The shift from feeling ill to not has only happened over the last couple of months. 

I am now in what I expect to be the last stretch, and with hindsight comes insight. It’s clear that what started as a physical condition has become a healing journey that also has taken  every emotional energy I have been able to muster.

What started as a mild case of illness became a prolonged challenge over more than twenty months (and counting). In the beginning I was mostly marked by a chest infection with breathing difficulty, chest pain and heaviness on my chest. As the months went on, I experienced constant sore throat, earache coming and going, muscle pain throughout the body, lymph pain, increased heart rate, adrenaline surges, on-off tinnitus, a constant big cough and phlegm and still the breathing difficulties. For about a year I was unable to carry more than the weight of one litre of milk, as the use of my arms would be too much exertion and I would crash and be bedridden for days. I had to pace rigorously. Even a two minutes walk was too much for the first 14 or so months. You can read more about this journey in What is my worth, if I can’t ‘do’ anything?

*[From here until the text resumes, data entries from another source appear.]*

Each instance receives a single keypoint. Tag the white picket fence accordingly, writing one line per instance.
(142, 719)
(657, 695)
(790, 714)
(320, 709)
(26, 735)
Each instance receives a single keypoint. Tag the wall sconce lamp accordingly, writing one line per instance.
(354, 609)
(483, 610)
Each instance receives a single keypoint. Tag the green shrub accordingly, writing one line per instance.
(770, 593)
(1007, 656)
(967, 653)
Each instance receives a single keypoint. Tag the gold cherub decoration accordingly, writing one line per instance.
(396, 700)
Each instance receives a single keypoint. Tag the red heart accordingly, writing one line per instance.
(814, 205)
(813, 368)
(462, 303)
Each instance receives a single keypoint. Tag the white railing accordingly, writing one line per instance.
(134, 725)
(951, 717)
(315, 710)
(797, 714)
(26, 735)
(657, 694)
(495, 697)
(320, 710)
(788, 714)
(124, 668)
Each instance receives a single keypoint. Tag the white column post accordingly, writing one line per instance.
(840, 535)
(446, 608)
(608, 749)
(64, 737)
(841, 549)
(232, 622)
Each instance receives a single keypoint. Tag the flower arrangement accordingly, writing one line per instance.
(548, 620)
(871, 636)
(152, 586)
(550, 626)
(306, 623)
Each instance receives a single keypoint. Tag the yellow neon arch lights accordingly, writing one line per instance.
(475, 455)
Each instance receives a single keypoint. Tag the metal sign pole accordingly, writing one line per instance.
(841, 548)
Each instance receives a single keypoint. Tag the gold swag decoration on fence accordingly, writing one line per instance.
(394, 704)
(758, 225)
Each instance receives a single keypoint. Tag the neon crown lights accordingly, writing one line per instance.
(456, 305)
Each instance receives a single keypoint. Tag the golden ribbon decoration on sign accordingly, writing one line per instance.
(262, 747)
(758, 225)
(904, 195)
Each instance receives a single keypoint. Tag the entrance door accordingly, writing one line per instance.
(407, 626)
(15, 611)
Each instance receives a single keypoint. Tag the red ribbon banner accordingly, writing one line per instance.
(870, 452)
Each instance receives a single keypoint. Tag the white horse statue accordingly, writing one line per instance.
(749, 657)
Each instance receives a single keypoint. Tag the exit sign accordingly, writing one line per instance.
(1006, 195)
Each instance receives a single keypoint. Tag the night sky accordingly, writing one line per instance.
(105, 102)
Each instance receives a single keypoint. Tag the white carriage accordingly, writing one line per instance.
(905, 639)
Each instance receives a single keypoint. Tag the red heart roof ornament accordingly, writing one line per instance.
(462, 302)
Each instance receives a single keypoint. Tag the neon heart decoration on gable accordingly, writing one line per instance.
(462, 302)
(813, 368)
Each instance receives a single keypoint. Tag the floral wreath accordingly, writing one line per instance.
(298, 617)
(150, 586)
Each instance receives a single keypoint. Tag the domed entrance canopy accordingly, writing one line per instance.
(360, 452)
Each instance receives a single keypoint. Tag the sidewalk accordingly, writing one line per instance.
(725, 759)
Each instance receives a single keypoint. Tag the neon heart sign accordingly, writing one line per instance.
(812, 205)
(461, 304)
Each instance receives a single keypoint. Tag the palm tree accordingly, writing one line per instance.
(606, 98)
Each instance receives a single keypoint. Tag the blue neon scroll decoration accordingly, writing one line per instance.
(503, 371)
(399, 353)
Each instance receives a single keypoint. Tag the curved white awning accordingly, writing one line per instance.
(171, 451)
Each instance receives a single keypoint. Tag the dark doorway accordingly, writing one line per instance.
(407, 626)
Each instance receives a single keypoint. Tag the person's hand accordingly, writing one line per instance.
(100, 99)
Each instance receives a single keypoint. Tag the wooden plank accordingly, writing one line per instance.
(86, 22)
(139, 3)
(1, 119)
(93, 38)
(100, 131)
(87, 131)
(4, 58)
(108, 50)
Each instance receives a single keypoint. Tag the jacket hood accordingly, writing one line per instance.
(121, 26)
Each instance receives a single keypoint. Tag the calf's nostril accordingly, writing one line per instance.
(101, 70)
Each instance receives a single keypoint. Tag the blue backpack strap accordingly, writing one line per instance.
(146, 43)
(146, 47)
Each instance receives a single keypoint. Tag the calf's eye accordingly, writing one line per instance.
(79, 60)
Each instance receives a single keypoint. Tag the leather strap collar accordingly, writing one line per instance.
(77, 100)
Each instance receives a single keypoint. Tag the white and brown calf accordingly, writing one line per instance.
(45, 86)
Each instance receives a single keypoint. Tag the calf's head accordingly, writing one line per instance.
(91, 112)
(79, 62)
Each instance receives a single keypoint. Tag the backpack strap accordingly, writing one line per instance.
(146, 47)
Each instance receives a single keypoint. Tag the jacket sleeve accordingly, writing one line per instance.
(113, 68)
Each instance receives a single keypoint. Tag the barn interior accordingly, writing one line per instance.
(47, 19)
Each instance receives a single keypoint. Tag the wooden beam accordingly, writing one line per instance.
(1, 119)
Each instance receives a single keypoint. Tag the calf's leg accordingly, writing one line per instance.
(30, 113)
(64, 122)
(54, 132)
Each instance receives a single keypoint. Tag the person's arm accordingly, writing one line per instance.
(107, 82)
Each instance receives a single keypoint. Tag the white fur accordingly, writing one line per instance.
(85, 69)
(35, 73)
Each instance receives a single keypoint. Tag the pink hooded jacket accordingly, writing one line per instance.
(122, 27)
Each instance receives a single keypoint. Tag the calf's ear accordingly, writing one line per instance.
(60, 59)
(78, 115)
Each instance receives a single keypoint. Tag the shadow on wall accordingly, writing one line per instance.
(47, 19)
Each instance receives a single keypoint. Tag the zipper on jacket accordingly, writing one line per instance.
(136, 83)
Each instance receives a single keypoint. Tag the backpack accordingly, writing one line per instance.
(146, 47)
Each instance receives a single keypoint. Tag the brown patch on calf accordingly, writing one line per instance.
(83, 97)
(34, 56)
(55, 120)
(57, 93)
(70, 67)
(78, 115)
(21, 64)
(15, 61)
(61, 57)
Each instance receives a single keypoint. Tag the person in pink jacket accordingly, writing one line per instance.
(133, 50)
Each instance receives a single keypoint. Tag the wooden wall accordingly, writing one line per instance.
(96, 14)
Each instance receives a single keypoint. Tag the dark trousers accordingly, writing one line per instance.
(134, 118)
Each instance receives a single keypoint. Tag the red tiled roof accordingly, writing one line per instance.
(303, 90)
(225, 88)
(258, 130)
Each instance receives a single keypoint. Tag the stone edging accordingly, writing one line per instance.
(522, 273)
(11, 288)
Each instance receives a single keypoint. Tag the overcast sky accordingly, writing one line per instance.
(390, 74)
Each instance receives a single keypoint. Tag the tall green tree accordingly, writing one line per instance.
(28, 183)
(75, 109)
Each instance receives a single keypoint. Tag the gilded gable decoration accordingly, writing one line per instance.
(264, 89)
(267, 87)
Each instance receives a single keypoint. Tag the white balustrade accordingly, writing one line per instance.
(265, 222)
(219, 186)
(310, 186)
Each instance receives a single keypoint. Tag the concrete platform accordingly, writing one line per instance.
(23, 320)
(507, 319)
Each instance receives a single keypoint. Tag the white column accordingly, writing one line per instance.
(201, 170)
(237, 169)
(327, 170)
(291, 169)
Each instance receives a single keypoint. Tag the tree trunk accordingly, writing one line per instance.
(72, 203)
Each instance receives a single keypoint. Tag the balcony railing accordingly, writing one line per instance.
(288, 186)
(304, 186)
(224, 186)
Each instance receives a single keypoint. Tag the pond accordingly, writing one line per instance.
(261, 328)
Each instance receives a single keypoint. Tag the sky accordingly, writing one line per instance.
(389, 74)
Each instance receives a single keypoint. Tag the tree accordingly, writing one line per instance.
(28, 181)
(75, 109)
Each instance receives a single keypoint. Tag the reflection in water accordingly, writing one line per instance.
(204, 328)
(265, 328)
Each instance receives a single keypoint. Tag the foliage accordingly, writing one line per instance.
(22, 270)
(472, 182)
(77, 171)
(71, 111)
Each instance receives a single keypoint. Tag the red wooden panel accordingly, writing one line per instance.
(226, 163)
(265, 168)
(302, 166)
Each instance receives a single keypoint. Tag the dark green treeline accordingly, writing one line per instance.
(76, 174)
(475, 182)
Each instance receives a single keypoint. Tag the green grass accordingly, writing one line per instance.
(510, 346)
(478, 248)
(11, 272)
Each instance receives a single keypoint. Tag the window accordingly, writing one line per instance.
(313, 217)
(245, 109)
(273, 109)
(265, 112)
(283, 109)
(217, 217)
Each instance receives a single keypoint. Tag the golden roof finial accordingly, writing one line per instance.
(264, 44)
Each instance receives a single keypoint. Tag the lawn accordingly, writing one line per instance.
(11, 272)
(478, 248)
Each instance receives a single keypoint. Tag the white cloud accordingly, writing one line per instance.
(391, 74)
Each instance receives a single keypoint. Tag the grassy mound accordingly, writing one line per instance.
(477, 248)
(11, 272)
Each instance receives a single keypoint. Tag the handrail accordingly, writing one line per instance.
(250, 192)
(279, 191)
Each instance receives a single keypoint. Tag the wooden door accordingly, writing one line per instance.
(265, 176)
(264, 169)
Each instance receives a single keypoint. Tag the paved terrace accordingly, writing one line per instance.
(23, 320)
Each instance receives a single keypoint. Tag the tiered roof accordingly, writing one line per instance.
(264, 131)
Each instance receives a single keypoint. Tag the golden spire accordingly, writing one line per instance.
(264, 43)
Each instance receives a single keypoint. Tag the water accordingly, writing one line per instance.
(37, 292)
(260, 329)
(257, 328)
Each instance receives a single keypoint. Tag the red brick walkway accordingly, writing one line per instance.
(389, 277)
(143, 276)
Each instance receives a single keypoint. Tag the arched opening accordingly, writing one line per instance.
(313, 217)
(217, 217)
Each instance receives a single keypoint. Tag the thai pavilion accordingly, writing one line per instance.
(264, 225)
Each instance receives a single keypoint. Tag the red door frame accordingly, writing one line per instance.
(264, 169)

Physical symptoms causing anxiety

While working through the illness, I knew that I would have to build my own life after separating from my spouse. The pain of my separation was unavoidable, and without the usual distractions of life, pain from old trauma also popped up. The stress of knowing that I will need to figure out how to re-organise my life financially as well as practically, with the uncertainty of how my illness will affect me, was and still is taxing. The stress would trigger my symptoms and make them worse. The stress would trigger many relapses and the same was the case with doing too much physical activity too soon. For instance, a walk around my house, which takes about three minutes, would mean several days in bed; or if feeling better on some days I would eagerly tidy a couple of shelves in the kitchen or carry the cat downstairs, with consequences such as fatigue and increased coughing as a result. I started fearing the crashes, and I began to hold myself back at times where I might have been able to do something, I just didn’t really know what my body could or couldn’t cope with, and the uncertainty was very unsettling, as I just felt I couldn’t get it right.

Throughout my illness I have used the awareness mantra and the list of low key wellness tools that I have developed for myself. I couldn’t do much physical activity, but I found I could use my oils, and music to calm my mind. I could watch some TV and listen to recordings. I would also sit outside and watch the flowers and the sky, meditate, breathe, enjoy cups of tea, and look at beautiful things. Small activities that were essential because they created a routine that helped me through my day, and stimulated my need for input without overstretching myself. The awareness mantra would help me shift my thinking from down spiralling bleak scenarios (see my mindmap around my bleak scenarios below) into being present in the here and now.

Missing key

However, the long period of no improvement in my physical health made me anxious. On the flipside my anxious feelings were also part of creating recurring symptoms, though I wasn’t totally aware of this, at this stage. I kept looking for the key that could unlock this grid lock of fatigue and flu symptoms and help me move forward to the next step of healing. I eventually found an online  long-covid recovery group program by Suzy Bolt

Focus in this group was on building the body up again by introducing muscle exercises at a level that was slow and kind, finally something suitable to my physical state, combined with breathing and yoga exercises. An element of mindset nurture was included as well, which would encourage the participants to think differently about our bodies and see the active role of our minds when it comes to the healing of our bodies. This part of the course was NLP based and consisted of group coaching aimed to support us getting in the driver’s seat of the healing journey.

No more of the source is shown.